Il est réservé aux jeunes qui ont la chance de débuter leur carrière dans une entreprise qui a mis en place un plan d’épargne salariale, le Plan d’Epargne Entreprise, financé par une prime de participation, une participation ou encore un abondement. moyen de démarrer la première épargne responsable qui pourra être remboursée défiscalisée au bout de cinq ans (le plan propose de nombreux cas de déblocage anticipé sans pénalité : mariage, Pacs, chômage, surendettement, achat d’une maison, etc.).
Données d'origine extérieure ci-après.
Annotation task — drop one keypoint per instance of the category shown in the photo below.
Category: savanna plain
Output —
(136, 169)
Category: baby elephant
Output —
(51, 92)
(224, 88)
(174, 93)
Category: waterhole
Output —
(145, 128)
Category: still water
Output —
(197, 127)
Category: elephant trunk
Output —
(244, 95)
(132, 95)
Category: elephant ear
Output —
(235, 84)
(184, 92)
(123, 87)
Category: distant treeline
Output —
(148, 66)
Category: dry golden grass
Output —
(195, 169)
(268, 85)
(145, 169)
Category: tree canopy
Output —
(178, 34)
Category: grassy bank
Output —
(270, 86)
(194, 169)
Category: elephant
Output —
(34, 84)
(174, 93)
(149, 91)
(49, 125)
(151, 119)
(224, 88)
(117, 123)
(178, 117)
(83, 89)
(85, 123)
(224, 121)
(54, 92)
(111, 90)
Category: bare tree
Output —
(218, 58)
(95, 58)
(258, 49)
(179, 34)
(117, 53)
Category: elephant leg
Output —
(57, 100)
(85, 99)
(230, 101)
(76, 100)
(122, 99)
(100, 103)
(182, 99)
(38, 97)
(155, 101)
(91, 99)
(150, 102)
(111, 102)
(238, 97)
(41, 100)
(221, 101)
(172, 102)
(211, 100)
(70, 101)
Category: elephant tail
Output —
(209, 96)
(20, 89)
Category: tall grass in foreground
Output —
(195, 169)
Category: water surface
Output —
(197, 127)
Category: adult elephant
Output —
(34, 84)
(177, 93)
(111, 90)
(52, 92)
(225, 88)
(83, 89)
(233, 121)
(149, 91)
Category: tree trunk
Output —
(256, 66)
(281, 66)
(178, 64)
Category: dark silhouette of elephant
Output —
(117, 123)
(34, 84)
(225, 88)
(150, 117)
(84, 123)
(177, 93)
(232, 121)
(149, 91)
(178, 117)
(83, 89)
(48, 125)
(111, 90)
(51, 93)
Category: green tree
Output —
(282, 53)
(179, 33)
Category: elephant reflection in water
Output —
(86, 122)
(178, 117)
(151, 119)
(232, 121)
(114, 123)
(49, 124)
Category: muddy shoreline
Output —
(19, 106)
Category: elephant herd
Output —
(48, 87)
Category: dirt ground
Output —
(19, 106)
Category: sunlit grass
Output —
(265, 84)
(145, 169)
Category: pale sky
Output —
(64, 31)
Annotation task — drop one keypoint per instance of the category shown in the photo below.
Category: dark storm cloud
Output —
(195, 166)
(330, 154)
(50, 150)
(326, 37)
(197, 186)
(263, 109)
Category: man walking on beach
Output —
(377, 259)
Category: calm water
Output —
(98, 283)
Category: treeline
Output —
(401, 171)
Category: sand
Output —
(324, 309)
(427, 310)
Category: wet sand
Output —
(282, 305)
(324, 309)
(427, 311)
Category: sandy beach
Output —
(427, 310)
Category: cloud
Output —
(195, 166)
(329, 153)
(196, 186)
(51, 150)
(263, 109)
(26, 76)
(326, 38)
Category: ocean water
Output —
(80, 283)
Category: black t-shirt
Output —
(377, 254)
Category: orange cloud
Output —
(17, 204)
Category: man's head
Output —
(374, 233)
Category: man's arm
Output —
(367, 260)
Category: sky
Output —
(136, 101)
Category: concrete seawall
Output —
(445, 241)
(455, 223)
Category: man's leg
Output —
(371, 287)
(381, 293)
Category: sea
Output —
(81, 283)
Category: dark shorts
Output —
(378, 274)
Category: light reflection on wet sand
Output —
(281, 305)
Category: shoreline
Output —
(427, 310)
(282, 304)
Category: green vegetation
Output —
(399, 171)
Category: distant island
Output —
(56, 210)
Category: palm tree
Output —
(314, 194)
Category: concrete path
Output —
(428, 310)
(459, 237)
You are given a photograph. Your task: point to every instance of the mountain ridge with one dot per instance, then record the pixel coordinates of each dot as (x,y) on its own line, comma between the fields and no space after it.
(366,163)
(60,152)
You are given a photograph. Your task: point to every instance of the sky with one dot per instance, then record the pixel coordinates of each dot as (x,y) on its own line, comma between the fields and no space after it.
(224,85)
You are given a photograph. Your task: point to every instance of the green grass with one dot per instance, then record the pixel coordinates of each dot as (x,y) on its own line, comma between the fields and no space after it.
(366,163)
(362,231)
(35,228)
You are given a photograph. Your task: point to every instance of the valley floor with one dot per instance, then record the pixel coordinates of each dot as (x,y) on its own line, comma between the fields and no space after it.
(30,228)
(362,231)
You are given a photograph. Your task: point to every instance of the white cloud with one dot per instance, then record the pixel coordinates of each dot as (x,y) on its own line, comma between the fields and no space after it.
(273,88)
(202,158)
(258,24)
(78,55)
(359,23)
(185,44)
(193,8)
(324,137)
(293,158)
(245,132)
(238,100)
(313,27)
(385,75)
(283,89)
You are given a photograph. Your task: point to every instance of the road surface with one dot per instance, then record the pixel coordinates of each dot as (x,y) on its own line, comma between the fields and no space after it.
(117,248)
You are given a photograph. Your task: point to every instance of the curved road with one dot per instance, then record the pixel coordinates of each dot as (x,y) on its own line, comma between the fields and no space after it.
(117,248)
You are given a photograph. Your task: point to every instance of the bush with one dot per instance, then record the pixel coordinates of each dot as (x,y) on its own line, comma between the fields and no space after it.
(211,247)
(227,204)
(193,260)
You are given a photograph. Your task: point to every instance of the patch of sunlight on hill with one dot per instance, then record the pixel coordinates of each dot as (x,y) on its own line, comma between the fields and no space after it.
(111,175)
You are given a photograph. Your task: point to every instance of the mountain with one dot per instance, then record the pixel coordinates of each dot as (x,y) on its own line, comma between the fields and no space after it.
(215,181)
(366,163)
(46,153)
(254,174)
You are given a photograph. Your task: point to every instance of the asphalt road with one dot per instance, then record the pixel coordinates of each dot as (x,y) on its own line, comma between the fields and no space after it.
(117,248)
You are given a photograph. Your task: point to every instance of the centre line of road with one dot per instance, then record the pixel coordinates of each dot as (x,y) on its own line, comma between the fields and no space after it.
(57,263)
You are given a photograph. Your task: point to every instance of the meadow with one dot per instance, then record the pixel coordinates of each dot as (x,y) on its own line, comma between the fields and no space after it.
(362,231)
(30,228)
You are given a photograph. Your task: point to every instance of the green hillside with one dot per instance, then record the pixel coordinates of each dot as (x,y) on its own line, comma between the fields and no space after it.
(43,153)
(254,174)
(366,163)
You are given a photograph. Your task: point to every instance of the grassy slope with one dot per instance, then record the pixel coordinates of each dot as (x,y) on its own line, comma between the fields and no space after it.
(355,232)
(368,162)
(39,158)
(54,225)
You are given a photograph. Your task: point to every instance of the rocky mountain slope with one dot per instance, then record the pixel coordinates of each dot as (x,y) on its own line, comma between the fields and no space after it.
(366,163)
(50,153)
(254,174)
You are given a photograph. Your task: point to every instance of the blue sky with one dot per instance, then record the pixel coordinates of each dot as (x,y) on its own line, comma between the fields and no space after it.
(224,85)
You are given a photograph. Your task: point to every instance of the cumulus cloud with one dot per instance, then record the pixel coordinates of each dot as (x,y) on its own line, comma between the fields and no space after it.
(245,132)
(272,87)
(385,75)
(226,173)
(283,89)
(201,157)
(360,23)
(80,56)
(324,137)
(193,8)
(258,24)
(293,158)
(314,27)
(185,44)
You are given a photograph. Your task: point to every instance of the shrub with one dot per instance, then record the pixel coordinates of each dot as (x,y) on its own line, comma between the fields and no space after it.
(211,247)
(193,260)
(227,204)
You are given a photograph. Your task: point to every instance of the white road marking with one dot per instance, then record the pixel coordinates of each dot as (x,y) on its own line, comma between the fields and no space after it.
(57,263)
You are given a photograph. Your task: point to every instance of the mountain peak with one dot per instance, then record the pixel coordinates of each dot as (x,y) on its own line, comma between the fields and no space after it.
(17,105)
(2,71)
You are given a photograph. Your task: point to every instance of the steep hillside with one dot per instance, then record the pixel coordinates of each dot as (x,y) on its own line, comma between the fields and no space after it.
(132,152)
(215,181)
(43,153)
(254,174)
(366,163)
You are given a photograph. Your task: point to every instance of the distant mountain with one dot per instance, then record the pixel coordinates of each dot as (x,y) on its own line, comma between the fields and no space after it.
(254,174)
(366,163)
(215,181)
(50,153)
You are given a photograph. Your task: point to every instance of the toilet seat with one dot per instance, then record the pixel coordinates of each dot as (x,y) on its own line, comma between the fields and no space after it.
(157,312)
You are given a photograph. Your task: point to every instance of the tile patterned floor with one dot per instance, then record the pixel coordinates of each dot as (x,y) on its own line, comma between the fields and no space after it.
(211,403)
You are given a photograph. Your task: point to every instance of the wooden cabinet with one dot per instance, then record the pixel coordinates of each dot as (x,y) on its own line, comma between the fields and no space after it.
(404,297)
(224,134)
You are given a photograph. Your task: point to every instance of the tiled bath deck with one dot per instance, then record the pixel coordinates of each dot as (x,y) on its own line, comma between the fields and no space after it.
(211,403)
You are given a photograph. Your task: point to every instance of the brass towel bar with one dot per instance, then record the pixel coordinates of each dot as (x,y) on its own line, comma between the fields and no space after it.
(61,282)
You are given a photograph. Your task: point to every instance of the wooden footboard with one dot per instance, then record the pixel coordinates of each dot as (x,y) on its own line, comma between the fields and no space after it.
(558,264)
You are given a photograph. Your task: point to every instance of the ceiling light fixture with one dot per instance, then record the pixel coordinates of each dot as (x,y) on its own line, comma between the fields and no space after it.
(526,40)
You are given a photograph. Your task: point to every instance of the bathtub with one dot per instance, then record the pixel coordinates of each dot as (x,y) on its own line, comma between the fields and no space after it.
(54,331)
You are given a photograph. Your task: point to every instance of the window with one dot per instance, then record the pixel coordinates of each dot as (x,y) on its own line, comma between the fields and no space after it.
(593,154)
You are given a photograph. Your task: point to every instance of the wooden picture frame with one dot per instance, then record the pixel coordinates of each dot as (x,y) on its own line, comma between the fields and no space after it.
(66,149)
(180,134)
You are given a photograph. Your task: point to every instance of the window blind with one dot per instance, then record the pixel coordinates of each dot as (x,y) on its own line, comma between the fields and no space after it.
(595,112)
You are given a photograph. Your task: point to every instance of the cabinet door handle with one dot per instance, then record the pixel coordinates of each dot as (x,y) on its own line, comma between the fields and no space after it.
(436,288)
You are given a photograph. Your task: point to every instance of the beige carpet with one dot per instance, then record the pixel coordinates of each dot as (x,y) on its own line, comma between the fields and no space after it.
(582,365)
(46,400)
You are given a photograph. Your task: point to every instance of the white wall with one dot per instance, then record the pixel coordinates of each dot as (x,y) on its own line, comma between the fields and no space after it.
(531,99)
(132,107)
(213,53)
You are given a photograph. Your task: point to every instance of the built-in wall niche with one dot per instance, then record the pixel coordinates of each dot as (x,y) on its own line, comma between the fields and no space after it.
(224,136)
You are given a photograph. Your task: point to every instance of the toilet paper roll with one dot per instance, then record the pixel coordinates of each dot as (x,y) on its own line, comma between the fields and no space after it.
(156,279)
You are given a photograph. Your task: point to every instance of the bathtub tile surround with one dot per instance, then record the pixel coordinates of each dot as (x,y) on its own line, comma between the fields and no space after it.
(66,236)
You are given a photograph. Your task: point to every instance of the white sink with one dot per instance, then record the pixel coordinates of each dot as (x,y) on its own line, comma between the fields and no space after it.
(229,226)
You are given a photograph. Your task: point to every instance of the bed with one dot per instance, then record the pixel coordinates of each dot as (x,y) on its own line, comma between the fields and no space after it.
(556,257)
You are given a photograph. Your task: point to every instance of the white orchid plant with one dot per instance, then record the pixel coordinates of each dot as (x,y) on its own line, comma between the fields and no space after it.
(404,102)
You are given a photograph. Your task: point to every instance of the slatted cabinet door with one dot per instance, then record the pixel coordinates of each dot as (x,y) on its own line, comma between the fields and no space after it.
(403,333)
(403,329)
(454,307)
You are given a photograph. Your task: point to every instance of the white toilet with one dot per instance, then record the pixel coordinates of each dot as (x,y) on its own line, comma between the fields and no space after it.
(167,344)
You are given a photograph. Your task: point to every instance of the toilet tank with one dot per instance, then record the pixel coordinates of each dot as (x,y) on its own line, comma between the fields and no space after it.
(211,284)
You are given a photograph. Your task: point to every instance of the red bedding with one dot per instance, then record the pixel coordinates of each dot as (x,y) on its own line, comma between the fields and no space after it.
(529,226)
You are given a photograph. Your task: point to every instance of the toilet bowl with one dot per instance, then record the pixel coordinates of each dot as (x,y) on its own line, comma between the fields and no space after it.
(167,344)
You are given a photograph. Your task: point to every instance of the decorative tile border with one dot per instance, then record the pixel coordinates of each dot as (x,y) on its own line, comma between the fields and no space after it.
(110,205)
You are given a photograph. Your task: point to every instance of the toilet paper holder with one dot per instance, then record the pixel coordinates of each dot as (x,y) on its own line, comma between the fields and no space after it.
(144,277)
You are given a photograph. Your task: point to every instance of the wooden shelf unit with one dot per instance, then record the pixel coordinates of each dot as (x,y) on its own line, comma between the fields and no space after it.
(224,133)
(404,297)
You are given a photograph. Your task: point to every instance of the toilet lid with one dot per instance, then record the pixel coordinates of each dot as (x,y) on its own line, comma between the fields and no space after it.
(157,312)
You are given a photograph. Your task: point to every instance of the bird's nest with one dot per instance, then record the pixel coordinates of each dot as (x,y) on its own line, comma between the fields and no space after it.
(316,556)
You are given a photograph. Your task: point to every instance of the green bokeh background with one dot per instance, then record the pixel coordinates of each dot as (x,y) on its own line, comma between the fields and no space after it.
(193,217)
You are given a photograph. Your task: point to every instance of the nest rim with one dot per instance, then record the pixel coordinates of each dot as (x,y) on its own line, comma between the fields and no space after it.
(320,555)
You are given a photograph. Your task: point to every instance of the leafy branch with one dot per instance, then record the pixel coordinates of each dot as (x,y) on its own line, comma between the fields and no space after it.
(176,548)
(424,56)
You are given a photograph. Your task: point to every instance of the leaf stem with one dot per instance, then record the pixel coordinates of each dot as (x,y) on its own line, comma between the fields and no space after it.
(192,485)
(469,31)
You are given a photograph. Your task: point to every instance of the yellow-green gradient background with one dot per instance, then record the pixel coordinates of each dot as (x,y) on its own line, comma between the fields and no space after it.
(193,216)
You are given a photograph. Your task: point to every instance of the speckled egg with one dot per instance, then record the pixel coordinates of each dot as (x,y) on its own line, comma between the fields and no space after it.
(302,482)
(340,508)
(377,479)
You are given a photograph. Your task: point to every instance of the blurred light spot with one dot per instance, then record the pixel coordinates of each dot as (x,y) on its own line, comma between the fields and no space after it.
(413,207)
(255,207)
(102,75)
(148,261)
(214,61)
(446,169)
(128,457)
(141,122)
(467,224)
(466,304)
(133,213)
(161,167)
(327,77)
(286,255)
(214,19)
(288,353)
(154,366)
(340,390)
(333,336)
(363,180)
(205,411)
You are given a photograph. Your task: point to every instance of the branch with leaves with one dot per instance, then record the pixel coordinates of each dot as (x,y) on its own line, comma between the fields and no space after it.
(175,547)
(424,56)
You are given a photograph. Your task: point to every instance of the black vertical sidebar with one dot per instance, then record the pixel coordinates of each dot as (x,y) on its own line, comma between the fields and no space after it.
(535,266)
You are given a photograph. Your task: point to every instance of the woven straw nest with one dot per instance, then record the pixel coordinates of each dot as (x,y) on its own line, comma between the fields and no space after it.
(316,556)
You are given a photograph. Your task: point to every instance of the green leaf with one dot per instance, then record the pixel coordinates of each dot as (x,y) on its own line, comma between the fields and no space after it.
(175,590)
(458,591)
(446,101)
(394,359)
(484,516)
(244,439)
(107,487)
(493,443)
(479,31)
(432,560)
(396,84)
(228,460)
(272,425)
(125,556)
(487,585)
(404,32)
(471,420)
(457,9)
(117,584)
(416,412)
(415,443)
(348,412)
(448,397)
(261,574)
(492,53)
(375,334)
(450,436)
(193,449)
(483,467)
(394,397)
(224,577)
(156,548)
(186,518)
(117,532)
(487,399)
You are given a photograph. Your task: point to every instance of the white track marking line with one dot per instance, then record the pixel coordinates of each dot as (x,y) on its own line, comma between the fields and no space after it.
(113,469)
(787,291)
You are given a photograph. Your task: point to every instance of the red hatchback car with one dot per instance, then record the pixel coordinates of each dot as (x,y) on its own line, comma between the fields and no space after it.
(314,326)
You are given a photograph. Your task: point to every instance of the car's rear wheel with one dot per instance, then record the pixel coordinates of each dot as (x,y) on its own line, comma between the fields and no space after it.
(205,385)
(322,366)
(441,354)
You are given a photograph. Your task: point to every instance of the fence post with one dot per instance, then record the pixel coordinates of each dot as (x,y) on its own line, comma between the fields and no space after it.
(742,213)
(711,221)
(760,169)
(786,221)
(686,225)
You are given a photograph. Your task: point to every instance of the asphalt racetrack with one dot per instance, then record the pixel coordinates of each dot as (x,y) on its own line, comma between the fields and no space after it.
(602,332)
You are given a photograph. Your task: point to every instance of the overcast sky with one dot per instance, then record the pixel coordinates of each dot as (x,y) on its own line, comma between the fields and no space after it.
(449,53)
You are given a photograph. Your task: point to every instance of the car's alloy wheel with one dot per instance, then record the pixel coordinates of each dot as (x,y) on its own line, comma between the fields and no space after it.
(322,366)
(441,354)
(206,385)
Les entreprises ont l’obligation légale de rémunérer dans leurs différents types de FCPE (Société Mutuelle d’Investissement), FCPE « S », qui consacrent une partie de leurs actifs à des projets d’utilité sociale et gèrent le solde selon la méthode ISR. A fin 2021, l’épargne des salariés a ainsi présenté plus de 52 milliards d’euros selon les exigences des articles 8 et 9 du règlement européen SFDR (Règlement sur l’Information Financière Durable).

Miser sur l’économie réelle

« Un jeune avec une vision d’investissement de huit à dix ans, est capable, en se concentrant sur le non coté, d’allier sens et rendements potentiels en accompagnant des projets innovants de croissance développement durable », a déclaré Karl Toussaint du Wast, fondateur de Netinvestment. .

Or, celui-ci est censé être détenu car, s’il est fait en direct, via le PEA ou l’assurance-vie, le capital investissement ne devrait généralement pas représenter plus de 10% des actifs financiers.